Page:The geography of Strabo (1854) Volume 1.djvu/524
The Axius is a turbid river, but as a spring of clearest water rises in Amydon, and mingles with the Axius, some have altered the line
“Axius, whose fairest water o’erspreads Æa,”
to
“Axius, o’er whom spreads Æa’s fairest water.”
For it is not the “fairest water” which is diffused over the spring, but the “fairest water” of the spring which is diffused over the Axius.[1] EPIT.
24. After the river Axius is the city Thessalonica, formerly called Therma. It was founded by Cassander, who called it after the name of his wife, a daughter of Philip Amyntas. He transferred to it the small surrounding cities, Chalastra, Ænea, Cissus, and some others. Probably from this Cissus came Iphidamas, mentioned in Homer, “whose grandfather Cisseus educated him,” he says, “in Thrace,” which is now called Macedonia. EPIT.
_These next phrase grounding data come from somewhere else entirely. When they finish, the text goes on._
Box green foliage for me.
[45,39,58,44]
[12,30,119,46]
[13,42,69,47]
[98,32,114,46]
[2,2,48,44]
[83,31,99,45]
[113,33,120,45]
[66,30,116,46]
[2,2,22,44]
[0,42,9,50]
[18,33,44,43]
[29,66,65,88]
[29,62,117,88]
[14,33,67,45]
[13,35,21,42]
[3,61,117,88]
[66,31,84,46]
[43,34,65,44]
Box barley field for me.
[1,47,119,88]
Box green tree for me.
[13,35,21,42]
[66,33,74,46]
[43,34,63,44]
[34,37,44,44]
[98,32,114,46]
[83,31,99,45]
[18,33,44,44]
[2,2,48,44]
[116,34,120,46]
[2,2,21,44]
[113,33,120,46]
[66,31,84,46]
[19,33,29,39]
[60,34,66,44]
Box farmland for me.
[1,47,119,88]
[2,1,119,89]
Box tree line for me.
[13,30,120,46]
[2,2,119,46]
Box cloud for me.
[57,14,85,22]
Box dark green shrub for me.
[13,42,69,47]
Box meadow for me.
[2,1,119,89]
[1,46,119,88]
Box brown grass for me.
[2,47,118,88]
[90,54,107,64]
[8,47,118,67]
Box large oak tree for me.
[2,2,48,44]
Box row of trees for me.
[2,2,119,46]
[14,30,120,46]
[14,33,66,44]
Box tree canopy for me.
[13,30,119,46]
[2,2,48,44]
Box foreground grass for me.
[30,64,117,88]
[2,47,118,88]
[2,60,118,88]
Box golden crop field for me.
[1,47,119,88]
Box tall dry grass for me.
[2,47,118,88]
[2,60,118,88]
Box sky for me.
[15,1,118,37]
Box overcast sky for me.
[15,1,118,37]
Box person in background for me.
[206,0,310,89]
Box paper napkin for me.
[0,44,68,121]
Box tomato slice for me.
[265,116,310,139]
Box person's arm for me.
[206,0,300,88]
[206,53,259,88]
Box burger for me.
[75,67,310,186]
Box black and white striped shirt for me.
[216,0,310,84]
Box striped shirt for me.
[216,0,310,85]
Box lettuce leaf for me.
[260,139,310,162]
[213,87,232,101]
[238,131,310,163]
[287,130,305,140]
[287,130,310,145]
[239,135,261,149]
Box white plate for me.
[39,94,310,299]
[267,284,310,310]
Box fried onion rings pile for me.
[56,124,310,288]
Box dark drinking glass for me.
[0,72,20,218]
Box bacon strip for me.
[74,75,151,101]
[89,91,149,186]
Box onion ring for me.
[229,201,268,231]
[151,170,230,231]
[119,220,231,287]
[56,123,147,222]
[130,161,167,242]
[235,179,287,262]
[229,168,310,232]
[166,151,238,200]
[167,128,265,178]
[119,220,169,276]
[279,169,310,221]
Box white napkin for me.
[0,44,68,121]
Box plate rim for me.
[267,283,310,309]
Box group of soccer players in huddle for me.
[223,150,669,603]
25. Somewhere in this neighbourhood is the mountain Bermius,[p 1] which was formerly in the possession of the Briges, a Thracian nation, some of whom passed over to Asia and were called by another name, Phrygians (Phryges). After Thessalonica follows the remaining part of the Thermæan Gulf,[p 2] extending to Canastræum.[p 3] This is a promontory of a peninsula form, and is opposite to Magnesia. Pallene is the name of the peninsula. It has an isthmus 5 stadia in width, with a ditch cut across it. There is a city on the peninsula, formerly
- ↑ Kramer quotes the following passage from Eustathius: “In the passage ἐπίκιδναται αἴῃ, or αἶαν, (for there are two readings,) some have understood αἶαν not to mean the earth, but a spring, as is evident from the words of the geographer, where he says that the Amydon of Homer was afterwards called Abydos, but was razed. For there is a spring of clearest water near Amydon, called Æa, running into the Axius, which is itself turbid, in consequence of the numerous rivers which flow into it. There is, therefore, he says, an error in the quotation, Ἀξίοῦ κάλλιστον ὕδωρ ἐπικίδναται αἴῃ, as it is clearly not the Axius which diffuses its water over the spring, but the contrary. The geographer rather intemperately finds fault with the supposition of αἶαν meaning the earth, and seems anxious to reject altogether this reading in the Homeric poem.”